H.R. 4457 (112th): To require the Commodity Futures Trading Commission to take certain actions to reduce excessive speculation in energy ...

...markets.

112th Congress, 2011–2013. Text as of Apr 19, 2012 (Introduced).

Status & Summary | PDF | Source: GPO

I

112th CONGRESS

2d Session

H. R. 4457

IN THE HOUSE OF REPRESENTATIVES

April 19, 2012

(for himself, Mr. Cicilline, Mr. Grijalva, Mr. Boswell, Mr. Cohen, Mr. Courtney, Mr. DeFazio, Ms. DeLauro, Ms. Eshoo, Mr. Farr, Mr. Filner, Mr. Gutierrez, Mr. Honda, Mr. Jackson of Illinois, Ms. Zoe Lofgren of California, Mr. Markey, Mr. McIntyre, Mr. Rangel, Ms. Linda T. Sánchez of California, Ms. Tsongas, Mr. Van Hollen, Mr. Welch, Mr. Kissell, Ms. Baldwin, Mr. Yarmuth, Mrs. Davis of California, Mr. Michaud, and Mr.

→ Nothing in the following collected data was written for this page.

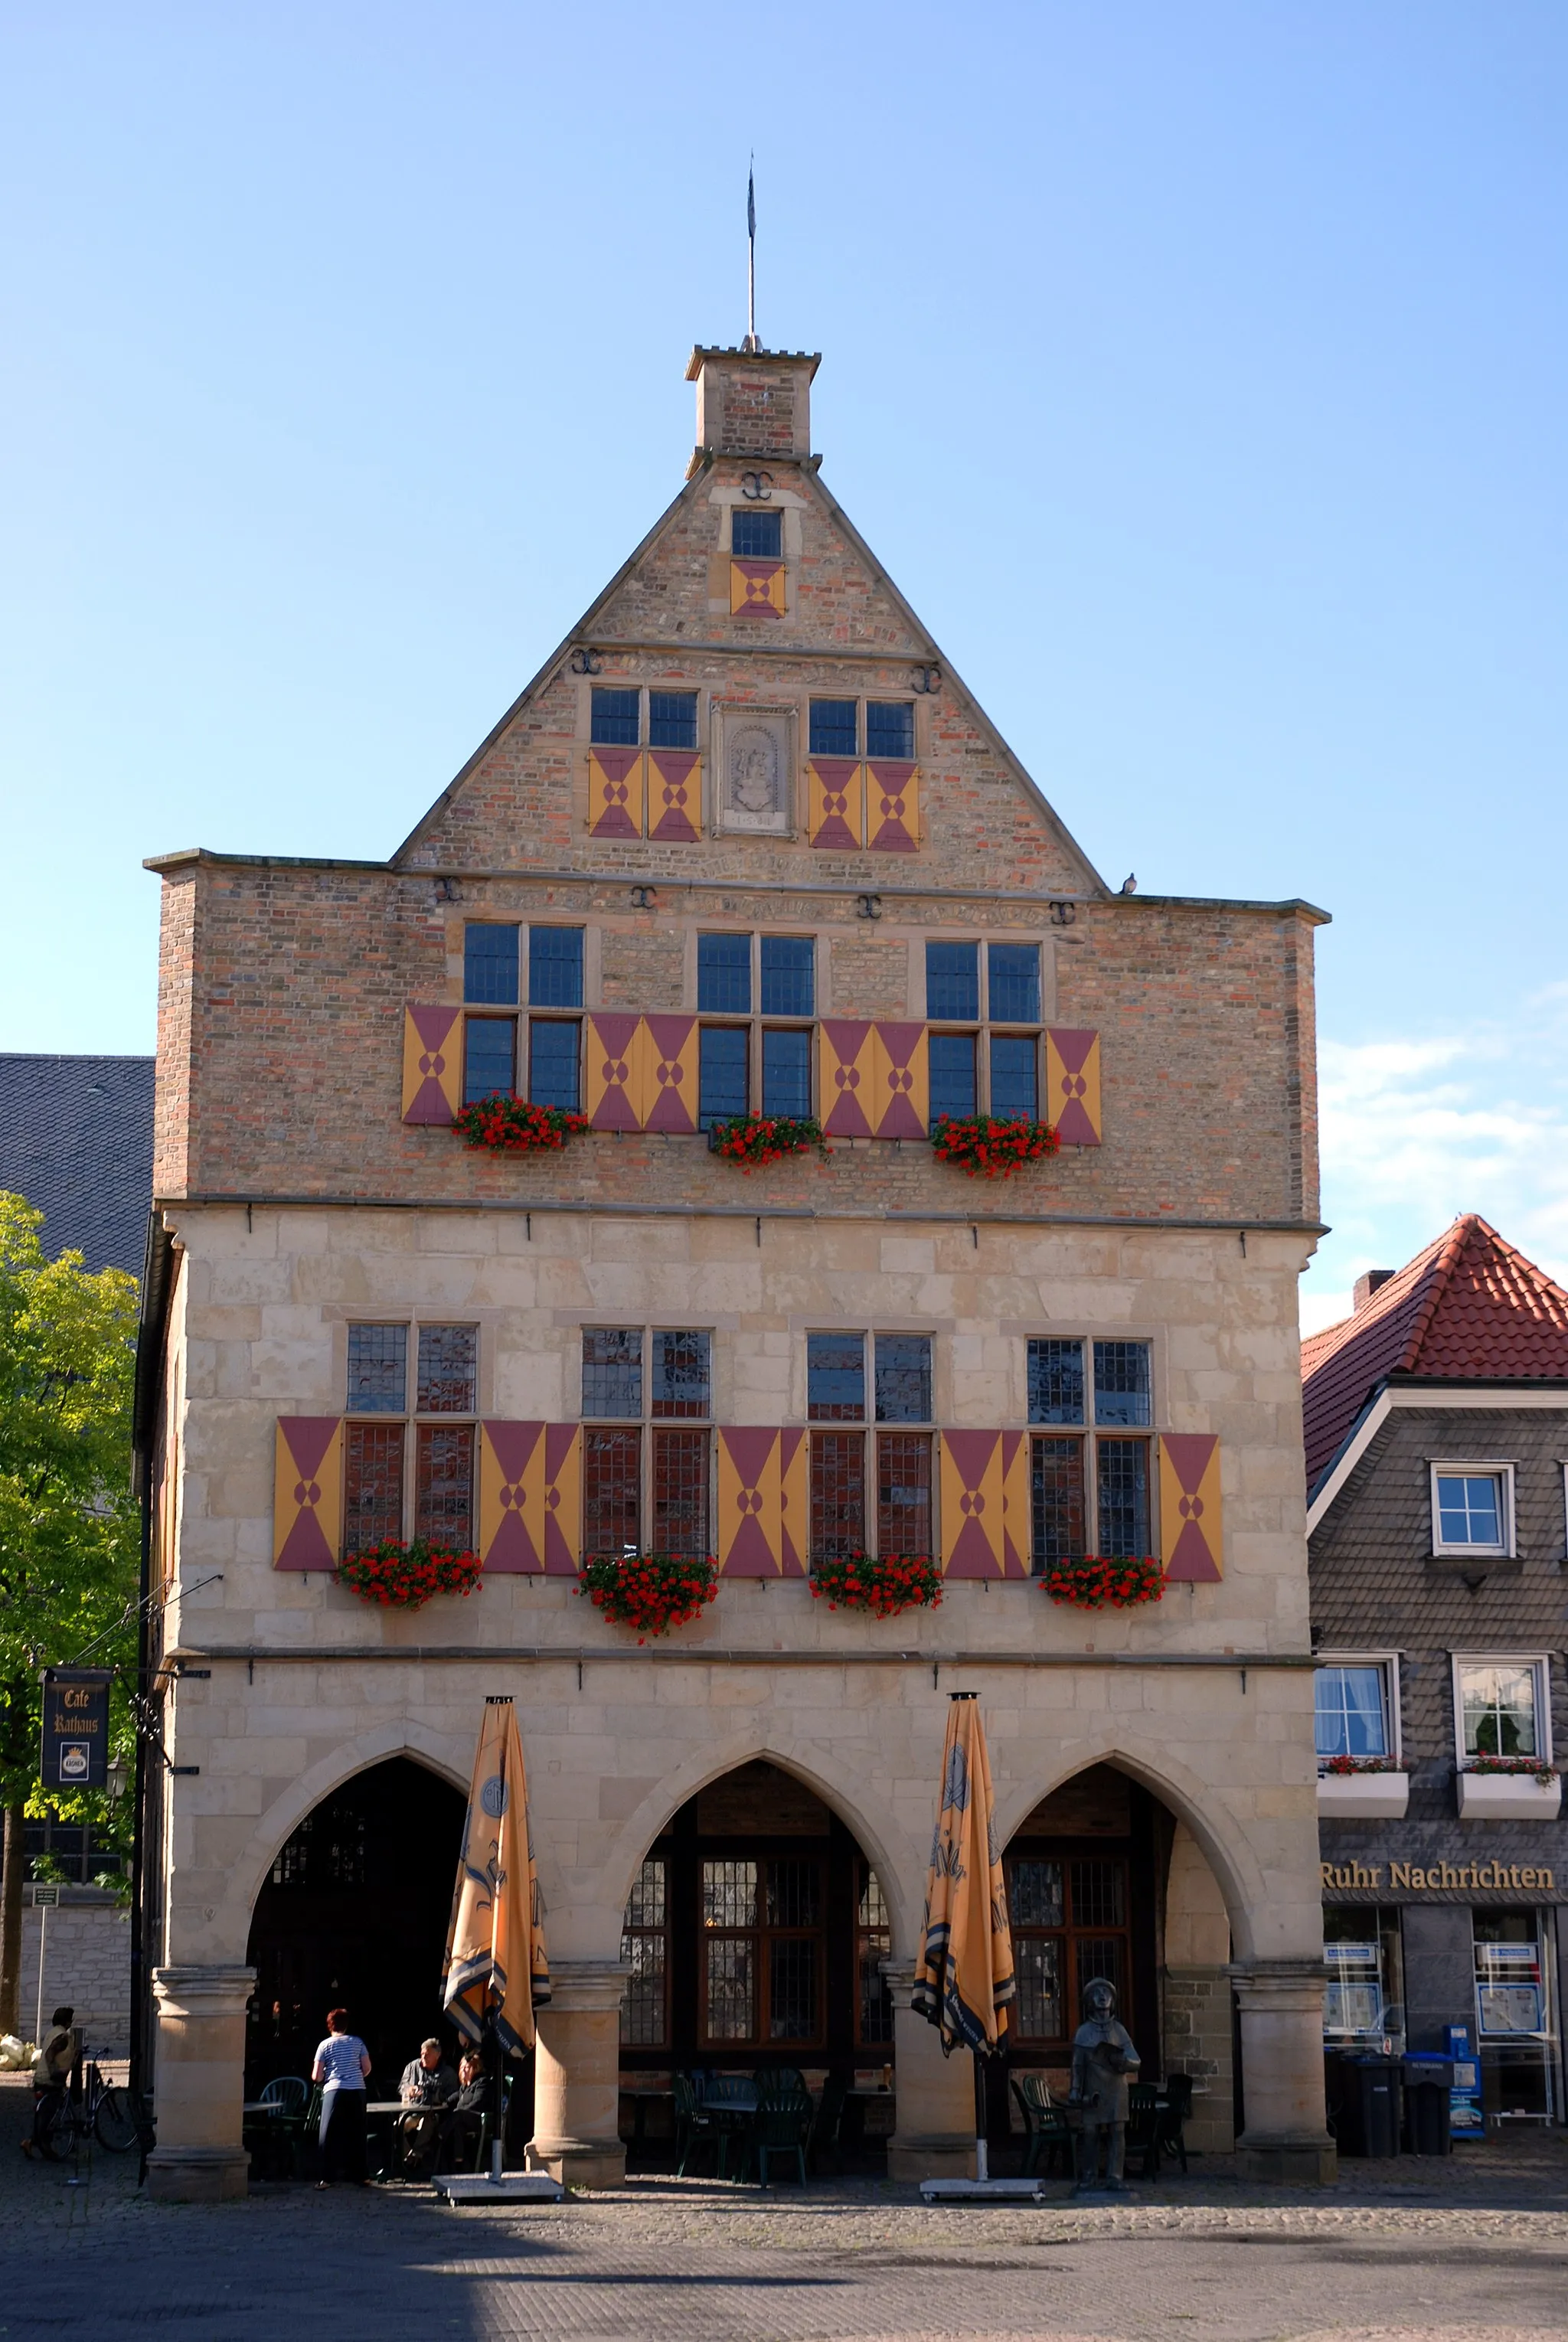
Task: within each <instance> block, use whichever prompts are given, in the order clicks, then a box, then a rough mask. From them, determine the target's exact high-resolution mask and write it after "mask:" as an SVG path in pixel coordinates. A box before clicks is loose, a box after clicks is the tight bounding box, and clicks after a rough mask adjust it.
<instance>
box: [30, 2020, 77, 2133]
mask: <svg viewBox="0 0 1568 2342" xmlns="http://www.w3.org/2000/svg"><path fill="white" fill-rule="evenodd" d="M75 2016H77V2012H75V2009H73V2007H61V2009H56V2012H54V2016H52V2019H49V2033H47V2035H45V2040H42V2045H40V2049H38V2056H35V2059H33V2136H30V2138H23V2141H21V2152H23V2155H26V2157H28V2159H30V2157H33V2155H35V2152H40V2150H42V2148H45V2141H47V2138H49V2136H52V2134H54V2129H56V2127H59V2117H61V2105H63V2098H66V2084H68V2082H70V2068H73V2066H75V2061H77V2035H75Z"/></svg>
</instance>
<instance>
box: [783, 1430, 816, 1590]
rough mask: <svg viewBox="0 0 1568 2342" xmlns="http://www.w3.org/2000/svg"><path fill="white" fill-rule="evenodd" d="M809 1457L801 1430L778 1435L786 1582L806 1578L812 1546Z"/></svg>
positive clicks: (805, 1433) (805, 1440) (783, 1572)
mask: <svg viewBox="0 0 1568 2342" xmlns="http://www.w3.org/2000/svg"><path fill="white" fill-rule="evenodd" d="M806 1454H809V1447H806V1433H804V1431H802V1429H799V1426H792V1429H788V1431H780V1433H778V1569H780V1576H785V1579H804V1576H806V1562H809V1546H811V1475H809V1471H806Z"/></svg>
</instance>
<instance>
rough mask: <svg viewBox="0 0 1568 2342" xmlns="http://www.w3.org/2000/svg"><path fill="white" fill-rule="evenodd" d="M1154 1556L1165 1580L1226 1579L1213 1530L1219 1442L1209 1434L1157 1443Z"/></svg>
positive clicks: (1221, 1543)
mask: <svg viewBox="0 0 1568 2342" xmlns="http://www.w3.org/2000/svg"><path fill="white" fill-rule="evenodd" d="M1160 1553H1163V1555H1165V1576H1167V1579H1172V1581H1177V1583H1188V1586H1216V1583H1219V1579H1223V1574H1226V1560H1223V1543H1221V1529H1219V1440H1216V1438H1214V1433H1212V1431H1167V1433H1165V1436H1163V1438H1160Z"/></svg>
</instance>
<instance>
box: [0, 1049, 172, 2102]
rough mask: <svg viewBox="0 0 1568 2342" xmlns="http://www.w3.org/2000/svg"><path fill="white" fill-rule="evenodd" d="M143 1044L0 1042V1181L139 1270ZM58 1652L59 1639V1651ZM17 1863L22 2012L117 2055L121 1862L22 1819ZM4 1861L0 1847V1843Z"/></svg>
mask: <svg viewBox="0 0 1568 2342" xmlns="http://www.w3.org/2000/svg"><path fill="white" fill-rule="evenodd" d="M152 1068H155V1059H150V1056H42V1054H40V1056H30V1054H0V1187H2V1190H7V1192H9V1194H23V1197H26V1199H28V1204H33V1206H35V1208H38V1211H42V1215H45V1225H42V1246H45V1251H47V1253H49V1255H52V1258H59V1253H73V1251H75V1253H82V1260H84V1265H87V1267H89V1269H94V1272H96V1269H127V1272H129V1274H131V1276H141V1269H143V1258H145V1251H148V1211H150V1208H152ZM63 1656H68V1653H63ZM26 1850H28V1867H33V1862H38V1860H40V1857H47V1867H49V1869H52V1874H54V1878H56V1883H59V1904H56V1906H54V1909H52V1911H49V1918H47V1920H45V1916H42V1909H40V1906H38V1904H35V1897H33V1888H30V1885H26V1888H23V1918H21V2026H23V2031H26V2033H30V2031H33V2026H35V2021H38V2009H40V2007H42V2012H45V2016H49V2009H52V2007H54V2005H56V2002H59V2000H70V2002H73V2005H75V2009H77V2019H80V2023H82V2031H84V2035H87V2042H89V2047H91V2049H96V2052H98V2054H101V2056H124V2052H127V2049H129V2040H131V1937H129V1916H127V1911H124V1906H122V1902H120V1899H117V1895H115V1892H113V1890H108V1888H101V1885H96V1883H94V1881H96V1878H101V1876H105V1871H117V1869H120V1857H117V1853H115V1848H113V1845H108V1843H103V1841H101V1834H98V1831H94V1829H89V1827H87V1824H82V1822H61V1820H59V1817H56V1815H42V1817H35V1820H30V1822H28V1824H26ZM0 1864H2V1855H0Z"/></svg>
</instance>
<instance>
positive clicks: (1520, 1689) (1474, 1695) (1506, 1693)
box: [1453, 1651, 1552, 1766]
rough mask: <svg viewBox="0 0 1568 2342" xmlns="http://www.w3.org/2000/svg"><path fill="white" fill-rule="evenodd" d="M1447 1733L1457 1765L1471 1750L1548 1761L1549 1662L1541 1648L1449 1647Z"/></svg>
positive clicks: (1502, 1756)
mask: <svg viewBox="0 0 1568 2342" xmlns="http://www.w3.org/2000/svg"><path fill="white" fill-rule="evenodd" d="M1453 1738H1455V1754H1458V1761H1460V1766H1467V1764H1474V1761H1477V1757H1535V1759H1540V1764H1552V1668H1549V1660H1547V1656H1545V1651H1535V1653H1528V1656H1519V1653H1491V1656H1488V1653H1481V1656H1474V1658H1472V1656H1463V1653H1458V1651H1455V1653H1453Z"/></svg>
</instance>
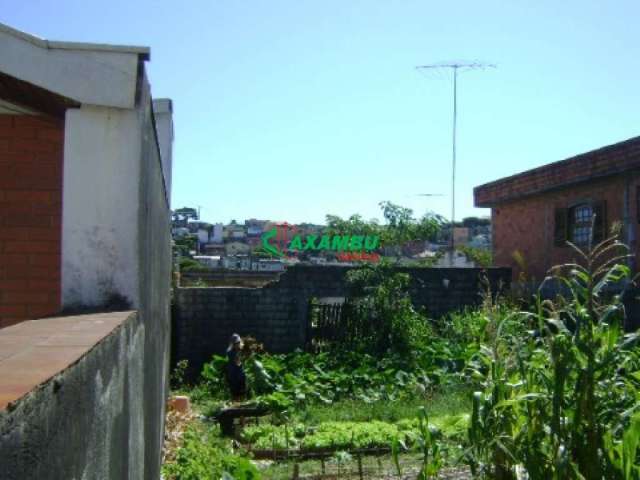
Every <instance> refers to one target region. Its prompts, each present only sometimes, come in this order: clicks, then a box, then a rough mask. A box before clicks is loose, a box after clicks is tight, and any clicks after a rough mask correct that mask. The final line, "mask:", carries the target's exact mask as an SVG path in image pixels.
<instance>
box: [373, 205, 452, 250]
mask: <svg viewBox="0 0 640 480" xmlns="http://www.w3.org/2000/svg"><path fill="white" fill-rule="evenodd" d="M380 208H381V209H382V214H383V216H384V218H385V220H386V221H387V225H386V228H384V231H383V234H382V238H381V242H382V243H383V245H386V246H389V247H395V248H396V249H397V248H399V247H401V246H402V245H403V244H405V243H408V242H412V241H416V240H431V241H433V240H435V238H436V237H437V235H438V232H439V231H440V229H441V228H442V225H443V224H444V223H445V220H444V218H443V217H441V216H440V215H436V214H433V213H425V214H424V215H423V216H422V217H421V218H419V219H416V218H414V216H413V210H411V209H410V208H406V207H402V206H400V205H396V204H395V203H392V202H389V201H386V202H380Z"/></svg>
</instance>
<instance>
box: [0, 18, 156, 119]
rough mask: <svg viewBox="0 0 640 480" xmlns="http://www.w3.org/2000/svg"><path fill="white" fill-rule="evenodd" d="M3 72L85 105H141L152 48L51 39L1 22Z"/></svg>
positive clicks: (116, 106) (19, 79)
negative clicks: (122, 45) (142, 94)
mask: <svg viewBox="0 0 640 480" xmlns="http://www.w3.org/2000/svg"><path fill="white" fill-rule="evenodd" d="M0 51H1V52H2V55H0V72H2V73H5V74H7V75H9V76H11V77H14V78H17V79H19V80H22V81H25V82H28V83H31V84H32V85H36V86H38V87H41V88H44V89H45V90H49V91H50V92H53V93H56V94H58V95H62V96H64V97H67V98H69V99H72V100H75V101H77V102H79V103H82V104H88V105H98V106H106V107H116V108H127V109H131V108H134V107H135V100H136V89H137V85H138V64H139V62H140V61H141V60H146V59H148V58H149V49H148V48H146V47H130V46H122V45H101V44H90V43H73V42H51V41H48V40H43V39H40V38H38V37H34V36H33V35H30V34H28V33H24V32H20V31H18V30H15V29H13V28H11V27H8V26H6V25H4V24H0Z"/></svg>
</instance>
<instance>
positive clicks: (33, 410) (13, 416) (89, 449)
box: [0, 313, 158, 480]
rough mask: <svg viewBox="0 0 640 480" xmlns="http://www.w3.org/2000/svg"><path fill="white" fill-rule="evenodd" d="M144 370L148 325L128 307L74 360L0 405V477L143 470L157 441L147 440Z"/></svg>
mask: <svg viewBox="0 0 640 480" xmlns="http://www.w3.org/2000/svg"><path fill="white" fill-rule="evenodd" d="M43 322H44V321H43ZM145 376H146V372H145V325H144V323H143V322H142V319H141V318H140V317H139V316H138V315H136V314H135V313H133V314H131V315H130V316H129V318H128V319H127V320H126V321H124V323H123V324H122V325H121V326H120V327H118V328H116V330H115V331H114V332H112V333H111V335H109V336H107V337H106V338H104V339H103V340H102V341H101V342H100V343H98V344H97V345H96V346H95V347H94V348H93V349H91V350H90V351H89V352H88V353H87V354H86V355H85V356H84V357H82V358H81V359H80V360H79V361H78V362H77V363H75V364H74V365H71V366H70V367H68V368H67V369H66V370H64V371H62V372H60V373H59V374H58V375H56V376H55V377H54V378H52V379H51V380H50V381H48V382H47V383H45V384H44V385H42V386H40V387H39V388H37V389H36V390H34V391H32V392H31V393H29V394H28V395H27V396H26V397H23V398H22V399H21V400H20V401H18V402H16V405H15V406H14V407H13V408H12V409H10V410H4V411H0V466H1V467H0V478H2V479H5V480H31V479H33V480H42V479H77V480H80V479H87V480H88V479H113V480H122V479H134V478H145V476H144V474H145V461H144V458H145V455H146V452H147V449H148V448H155V446H154V445H148V444H147V442H146V441H145V437H146V432H145V425H144V424H143V418H144V412H146V410H147V408H148V407H147V406H146V405H145V402H146V401H147V395H145V382H144V379H145ZM146 478H154V480H157V479H158V476H155V477H150V476H147V477H146Z"/></svg>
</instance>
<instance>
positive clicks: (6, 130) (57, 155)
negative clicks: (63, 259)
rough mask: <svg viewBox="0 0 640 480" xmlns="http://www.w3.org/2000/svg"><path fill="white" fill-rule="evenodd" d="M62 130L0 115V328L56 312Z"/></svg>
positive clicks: (61, 155) (61, 154)
mask: <svg viewBox="0 0 640 480" xmlns="http://www.w3.org/2000/svg"><path fill="white" fill-rule="evenodd" d="M63 127H64V125H63V123H62V122H60V121H58V120H53V119H50V118H48V117H41V116H12V117H11V118H7V117H5V116H2V115H0V204H1V205H0V302H2V304H3V305H5V306H6V305H7V302H11V304H10V306H12V307H15V308H14V309H13V310H11V311H8V312H7V313H6V314H0V325H6V324H8V323H15V322H16V321H18V320H20V319H26V318H35V317H40V316H46V315H49V314H53V313H56V312H57V310H59V308H60V288H61V283H60V268H61V267H60V262H61V255H60V248H61V247H60V245H61V236H62V233H61V225H60V224H61V216H62V151H63V143H64V128H63ZM3 287H4V288H3Z"/></svg>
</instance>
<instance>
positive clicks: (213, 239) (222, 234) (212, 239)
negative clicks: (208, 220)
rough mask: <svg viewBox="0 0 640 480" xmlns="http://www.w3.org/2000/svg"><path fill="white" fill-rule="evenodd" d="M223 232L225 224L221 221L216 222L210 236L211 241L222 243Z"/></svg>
mask: <svg viewBox="0 0 640 480" xmlns="http://www.w3.org/2000/svg"><path fill="white" fill-rule="evenodd" d="M223 232H224V227H223V225H222V224H221V223H216V224H215V225H214V226H213V231H212V232H211V237H210V238H209V240H210V241H211V243H216V244H221V243H222V242H223V241H224V237H223Z"/></svg>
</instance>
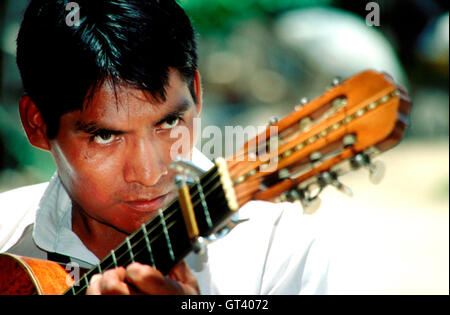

McGovern) introduced the following bill; which was referred to the Committee on Agriculture

A BILL

To require the Commodity Futures Trading Commission to take certain actions to reduce excessive speculation in energy markets.

1.

Energy markets

(a)

Findings

Congress finds that—

(1)

the Commodity Futures Trading Commission was created as an independent agency, in 1974, with a mandate—

(A)

to enforce and administer the Commodity Exchange Act (7 U.S.C. 1 et seq.);

(B)

to ensure market integrity;

(C)

to protect market users from fraud and abusive trading practices; and

(D)

to prevent and prosecute manipulation of the price of any commodity in interstate commerce;

(2)

Congress has given the Commodity Futures Trading Commission authority under the Commodity Exchange Act (7 U.S.C. 1 et seq.) to take necessary actions to address market emergencies;

(3)

the Commodity Futures Trading Commission may use the emergency authority of the Commission with respect to any major market disturbance that prevents the market from accurately reflecting the forces of supply and demand for a commodity;

(4)

Congress declared in section 4a of the Commodity Exchange Act (7 U.S.C. 6a) that excessive speculation imposes an undue and unnecessary burden on interstate commerce;

(5)

according to an article published in Forbes on February 27, 2012, excessive oil speculation translates out into a premium for gasoline at the pump of $.56 a gallon based on a recent report from Goldman Sachs;

(6)

on March 9, 2012—

(A)

the supply of crude oil and gasoline was higher than the supply was on March 6, 2009, when the national average price for a gallon of regular unleaded gasoline was just $1.94; and

(B)

demand for gasoline in the United States was lower than demand was on June 20, 1997;

(7)

on March 12, 2012, the national average price of regular unleaded gasoline was over $3.82 a gallon, the highest price ever recorded in the United States during the month of March;

(8)

during the last quarter of 2011, according to the International Energy Agency—

(A)

the world oil supply rose by 1,300,000 barrels per day while demand only increased by 700,000 barrels per day; but

(B)

the price of Texas light sweet crude rose by over 12 percent;

(9)

on November 3, 2011, Gary Gensler, the Chairman of the Commodity Futures Trading Commission testified before the Senate Permanent Subcommittee on Investigations that 80 to 87 percent of the [oil futures] market is dominated by financial participants, swap dealers, hedge funds, and other financials, a figure that has more than doubled over the past decade;

(10)

excessive oil and gasoline speculation is creating major market disturbances that prevent the market from accurately reflecting the forces of supply and demand; and

(11)

the Commodity Futures Trading Commission has a responsibility—

(A)

to ensure that the price discovery for oil and gasoline accurately reflects the fundamentals of supply and demand; and

(B)

to take immediate action to implement strong and meaningful position limits to regulated exchange markets to eliminate excessive oil speculation.

(b)

Actions

Not later than 14 days after the date of enactment of this Act, the Commodity Futures Trading Commission shall use the authority of the Commission (including emergency powers)—

(1)

to curb immediately the role of excessive speculation in any contract market within the jurisdiction and control of the Commission, on or through which energy futures or swaps are traded; and

(2)

to eliminate excessive speculation, price distortion, sudden or unreasonable fluctuations, or unwarranted changes in prices, or other unlawful activity that is causing major market disturbances that prevent the market from accurately reflecting the forces of supply and demand for energy commodities.